Compared with siblings, survivors of childhood cancer were significantly more likely to report CHF (hazard ratio [HR] = 5.9; 95% confidence interval [CI], 3.4–9.6), MI (HR = 5.0; 95% CI, 2.3–10.4), pericardial disease (HR = 6.3; 95 % CI, 3.3–11.9), or valvular abnormalities (HR = 4.8; 95 % CI, 3.0–7.6). Cardiac radiation exposure of 15 Gy or more increased the risk of CHF, MI, pericardial disease, and valvular abnormalities by twofold to sixfold compared with nonirradiated survivors. There was no evidence for increased risk following doses less than 5 Gy, and slight elevations in risk were not statistically significant following doses between 5 to 15 Gy.
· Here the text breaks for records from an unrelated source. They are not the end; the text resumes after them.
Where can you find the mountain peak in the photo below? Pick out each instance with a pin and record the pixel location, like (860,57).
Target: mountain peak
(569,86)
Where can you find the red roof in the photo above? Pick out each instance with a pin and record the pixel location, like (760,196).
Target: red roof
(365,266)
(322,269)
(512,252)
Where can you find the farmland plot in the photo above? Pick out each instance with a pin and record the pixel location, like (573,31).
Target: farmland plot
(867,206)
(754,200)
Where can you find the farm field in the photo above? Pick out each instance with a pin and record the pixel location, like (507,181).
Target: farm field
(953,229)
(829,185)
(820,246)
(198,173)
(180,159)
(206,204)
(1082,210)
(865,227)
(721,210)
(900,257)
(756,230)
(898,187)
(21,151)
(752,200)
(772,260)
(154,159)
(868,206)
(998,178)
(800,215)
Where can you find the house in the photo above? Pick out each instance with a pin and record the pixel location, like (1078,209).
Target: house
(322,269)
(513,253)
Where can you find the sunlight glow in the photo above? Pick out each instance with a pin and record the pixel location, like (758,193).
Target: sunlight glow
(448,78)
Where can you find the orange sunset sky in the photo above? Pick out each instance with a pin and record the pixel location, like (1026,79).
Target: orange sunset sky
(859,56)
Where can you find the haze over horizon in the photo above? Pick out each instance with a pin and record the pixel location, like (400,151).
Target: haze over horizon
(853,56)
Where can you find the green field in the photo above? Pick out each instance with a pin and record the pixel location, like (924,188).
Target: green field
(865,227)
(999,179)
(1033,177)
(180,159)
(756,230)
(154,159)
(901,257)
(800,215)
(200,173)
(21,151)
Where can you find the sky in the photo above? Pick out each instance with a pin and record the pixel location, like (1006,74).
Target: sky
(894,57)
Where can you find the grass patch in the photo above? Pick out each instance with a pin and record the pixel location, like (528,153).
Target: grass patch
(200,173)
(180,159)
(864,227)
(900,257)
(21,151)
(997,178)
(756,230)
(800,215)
Exposure to 250 mg/m2 or more of anthracyclines also increased the risk of CHF, pericardial disease, and valvular abnormalities by two to five times compared with survivors who had not been exposed to anthracyclines. The cumulative incidence of adverse cardiac outcomes in childhood cancer survivors continued to increase up to 30 years after diagnosis and ranged from about 2% to slightly over 4% overall, but to much higher cumulative percentages for those receiving the highest cardiac radiation doses and the highest cumulative dose of anthracyclines.
A study of 4,122 5-year survivors of childhood cancer diagnosed before 1986 in France and the United Kingdom also provides evidence for an association between radiation dose and risk of cardiovascular disease. After 86,453 person-years of follow-up (average, 27 years), 603 deaths had occurred. The overall standardized mortality ratio was 8.3-fold (95% CI, 7.6–9.0) higher in relation to the general populations in France and the United Kingdom. Thirty-two patients had died of cardiovascular diseases, which is fivefold (95% CI, 3.3–6.7) more than expected. The risk of dying of cardiac diseases (n = 21) was significantly higher in individuals who had received a cumulative dose of anthracyclines greater than 360 mg/m2 (relative risk [RR] = 4.4; 95% CI, 1.3–15.3) and following an average radiation dose exceeding 5 Gy (RR = 12.5 for 5–14.9 Gy and RR = 25.1 for >15 Gy) to the heart. A linear relationship was found between the average dose of radiation to the heart and the risk of cardiac mortality (excess RR at 1 Gy, 60%).